Everyday Meeting Series #2: Adding Leadership Skills Training to Everyday Meetings
If your meetings are already going pretty well (see the previous post on Adding Facilitation to Improve Everyday Meetings), you can focus on raising your bench…adding training practice to your everyday meetings to help your colleagues (and yourself) attain new skills and better business results.
Let’s start with identifying a couple of common issues, and sharing a related skill your attendees can practice to help resolve these issues.
Issues (set #1):
People jump in with their ideas as soon as the last person finishes talking, or they don’t even wait until the last person is finished talking; they are not listening to the current speaker–because they are waiting to talk.
Attendees tune out until it’s their time to talk. Someone actively needs to call on the next person to present because they are obviously doing something else.

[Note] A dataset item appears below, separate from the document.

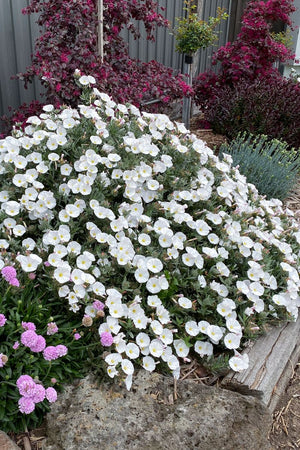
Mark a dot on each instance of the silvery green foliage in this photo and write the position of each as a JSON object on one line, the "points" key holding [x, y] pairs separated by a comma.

People are unknowingly repeating another’s idea as their own idea. They likely heard it partially while they were tuned out and thought “I have a great idea!”
All of these behaviors are signs that people are failing to practice active listening.
Meeting Skill Practice: Active Listening
As pre-work, ask your meeting participants to watch this video or choose another quick video that explains Active Listening in less than 2 minutes. There are several on YouTube. Choose the one that best suits your organization’s or team’s culture.
Watch the video again together in the meeting as a refresher after you’ve read the meeting Purpose. (See previous post for suggestions on Purpose format).
Then, give everyone a chance to practice the skill of active listening immediately. As you proceed with the meeting, ask every person to listen actively when one person is speaking or presenting. Each time a person speaks or presents, ask someone else from the team to paraphrase then check for understanding.
You can choose the person to paraphrase based on previous meeting bad behavior. Or you can use a simple round robin, giving everyone a turn. Or, choose the next presenter, so they get used to actively listening even as they’re preparing to present. Or perhaps choose in the moment, based on the person who you think might not have been listening but who needs to understand.
This exercise will not only improve communication and engagement, but often also improves system understanding, including understanding of why decisions are made. While it may seem to take a couple of minutes away from the meeting, it almost always saves time later as team members more deeply understand each other’s work and opinions.